14 septembre | Exaltation de la Sainte Croix

Exaltation de la Sainte Croix

L'histoire de l'exaltation de la Sainte Croix

Au début du IVe siècle, sainte Hélène, mère de l'empereur romain Constantin, se rendit à Jérusalem à la recherche des lieux saints de la vie du Christ. Elle fit raser le temple d'Aphrodite, datant du IIe siècle et que la tradition situait sur le tombeau du Sauveur, et son fils y fit construire la basilique du Saint-Sépulcre. Lors des fouilles, les ouvriers découvrirent trois croix. La légende raconte que celle sur laquelle Jésus mourut fut identifiée lorsqu'une femme mourante guérit par son contact.

La croix devint immédiatement un objet de vénération. Lors d'une célébration du Vendredi saint à Jérusalem, vers la fin du IVe siècle, selon un témoin oculaire, le bois fut sorti de son reliquaire d'argent et placé sur une table avec l'inscription que Pilate avait fait placer au-dessus de la tête de Jésus : « Puis, tout le peuple passe un à un ; tous s'inclinent, touchant la croix et l'inscription, d'abord avec leur front, puis avec leurs yeux ; et, après avoir embrassé la croix, ils poursuivent leur chemin. »

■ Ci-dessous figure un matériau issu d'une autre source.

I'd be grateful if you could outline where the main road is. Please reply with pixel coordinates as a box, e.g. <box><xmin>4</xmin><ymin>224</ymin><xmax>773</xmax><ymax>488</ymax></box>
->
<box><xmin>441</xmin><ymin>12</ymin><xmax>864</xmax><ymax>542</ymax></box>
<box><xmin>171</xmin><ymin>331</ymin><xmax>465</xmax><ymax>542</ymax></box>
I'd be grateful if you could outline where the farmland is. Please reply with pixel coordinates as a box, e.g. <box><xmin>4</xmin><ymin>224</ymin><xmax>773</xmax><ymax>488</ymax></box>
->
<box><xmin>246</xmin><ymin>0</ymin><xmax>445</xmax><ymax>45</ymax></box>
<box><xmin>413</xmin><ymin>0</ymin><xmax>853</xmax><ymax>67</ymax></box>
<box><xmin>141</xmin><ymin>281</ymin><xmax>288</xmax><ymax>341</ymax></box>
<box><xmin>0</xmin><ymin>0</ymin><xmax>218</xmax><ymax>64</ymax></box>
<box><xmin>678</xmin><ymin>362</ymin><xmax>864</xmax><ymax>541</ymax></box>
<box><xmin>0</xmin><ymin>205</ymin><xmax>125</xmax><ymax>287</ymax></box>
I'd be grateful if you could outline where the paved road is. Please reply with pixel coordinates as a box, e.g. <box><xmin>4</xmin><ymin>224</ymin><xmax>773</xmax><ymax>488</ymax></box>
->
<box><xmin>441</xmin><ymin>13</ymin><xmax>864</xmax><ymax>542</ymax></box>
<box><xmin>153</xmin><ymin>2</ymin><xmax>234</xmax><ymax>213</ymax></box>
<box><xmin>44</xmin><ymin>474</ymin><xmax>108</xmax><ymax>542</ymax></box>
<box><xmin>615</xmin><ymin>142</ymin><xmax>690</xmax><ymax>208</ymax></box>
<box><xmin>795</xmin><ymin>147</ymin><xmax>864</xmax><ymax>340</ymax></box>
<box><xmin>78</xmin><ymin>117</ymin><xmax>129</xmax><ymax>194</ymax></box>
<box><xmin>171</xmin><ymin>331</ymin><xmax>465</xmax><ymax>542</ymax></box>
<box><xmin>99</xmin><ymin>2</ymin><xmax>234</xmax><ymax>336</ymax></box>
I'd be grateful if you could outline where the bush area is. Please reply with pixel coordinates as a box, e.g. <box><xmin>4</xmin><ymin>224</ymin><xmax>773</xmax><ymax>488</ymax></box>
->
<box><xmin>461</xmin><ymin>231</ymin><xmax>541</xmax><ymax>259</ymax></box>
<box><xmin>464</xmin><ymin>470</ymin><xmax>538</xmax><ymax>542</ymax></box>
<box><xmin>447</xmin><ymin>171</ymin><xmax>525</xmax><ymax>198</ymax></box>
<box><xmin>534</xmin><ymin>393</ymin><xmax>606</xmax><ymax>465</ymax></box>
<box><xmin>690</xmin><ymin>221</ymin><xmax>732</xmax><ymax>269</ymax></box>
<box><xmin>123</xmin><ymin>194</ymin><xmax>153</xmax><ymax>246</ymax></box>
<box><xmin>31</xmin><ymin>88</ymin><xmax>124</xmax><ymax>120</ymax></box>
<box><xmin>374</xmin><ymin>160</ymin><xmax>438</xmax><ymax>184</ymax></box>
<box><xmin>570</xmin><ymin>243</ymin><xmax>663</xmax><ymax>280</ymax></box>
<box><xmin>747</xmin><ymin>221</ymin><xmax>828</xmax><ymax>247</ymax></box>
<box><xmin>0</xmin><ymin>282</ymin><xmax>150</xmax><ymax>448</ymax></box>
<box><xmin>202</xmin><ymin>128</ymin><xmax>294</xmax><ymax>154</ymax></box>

Aujourd'hui encore, les Églises orientales, catholiques et orthodoxes, célèbrent l'Exaltation de la Sainte Croix en septembre, à l'occasion de l'anniversaire de la dédicace de la basilique. Cette fête fut intégrée au calendrier occidental au VIIe siècle, après que l'empereur Héraclius eut récupéré la croix des mains des Perses, qui l'avaient emportée en 614, quinze ans auparavant. Selon la tradition, l'empereur avait l'intention de ramener lui-même la croix à Jérusalem, mais il ne put avancer qu'après avoir ôté ses vêtements impériaux et être devenu un pèlerin pieds nus.

Réflexion

La croix est aujourd'hui l'image universelle de la foi chrétienne. D'innombrables générations d'artistes l'ont sublimée en un objet de beauté porté en procession ou arboré comme bijou. Aux yeux des premiers chrétiens, elle était dépourvue de beauté. Elle se dressait hors des murs de trop de villes, ornée seulement de cadavres en décomposition, comme une menace pour quiconque défiait l'autorité de Rome – y compris les chrétiens qui refusaient de sacrifier aux dieux romains. Bien que les croyants parlaient de la croix comme de l'instrument du salut, elle figurait rarement dans l'art chrétien, sauf sous les traits d'une ancre ou du Chi-Rho, jusqu'après l'édit de tolérance de Constantin.